THE CHRYSALIS RECIPE FOR IDENTIFYING TECHNOLOGY/MARKET FIT
- Go wide. Make a list of all the industry segments where your technology might play. You may have been focused on research applications for your bacterial monitoring technology (say, gut microbiome induced cell proliferation in C. elegans), but maybe there’s an opportunity in agriculture (perhaps soil metagenomics monitoring), you’re missing. Don’t limit yourself to the obvious ground trod upon by your competitors, and be sure there are at least a couple of implausible-sounding options on your list. They may turn out to be diamonds in the rough.
- Get specific. Think about the real problems your technology could solve within those different segments, and then describe those applications in a step-by-step manner to understand the demands on the entire workflow from sample to answer.
- Go deep. Build a high-level list that represents the union of requirements across all applications within all segments. Keep the key requirements technology-agnostic. Then put this list in the rows of a spreadsheet, and categorize them by class.
- Be brutally honest. Rate how well your technology addresses each requirement, using a scale that is as objective as possible. Don’t be shy to note where you fail miserably, or succeed admirably. This is one of the places where an external viewpoint may come in handy.

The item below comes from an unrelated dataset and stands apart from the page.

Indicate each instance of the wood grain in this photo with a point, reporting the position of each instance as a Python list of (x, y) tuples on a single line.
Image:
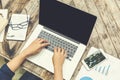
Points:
[(105, 35)]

- Determine the pull. Rate the importance or “pull” of each requirement for each market segment/application. The goal is to characterize how essential, how irresistible, or conversely, how irrelevant each requirement is to a buyer/user in the target segment. Try to keep this as objective as possible, which generally means limiting the scale to something you can agree on with at least two of your colleagues.
- Find the fit. Use this as a scoring system to build a heat map of where there’s a strong fit for your technology. It’s useful to see both overall score, and also where really key and/or difficult requirements are well met, even if it falls short in some other ways. This matrix can give you a visual and analytical tool to understand where a (potentially minor) change in functionality could open up a whole new market.
This kind of technology/market segment/application fit is only one of many pieces helpful in figuring out where to focus product development and commercial efforts. It doesn’t address competitive landscape, market opportunity, pricing, channel strategy, etc., but we’ll talk about some of these in future postings.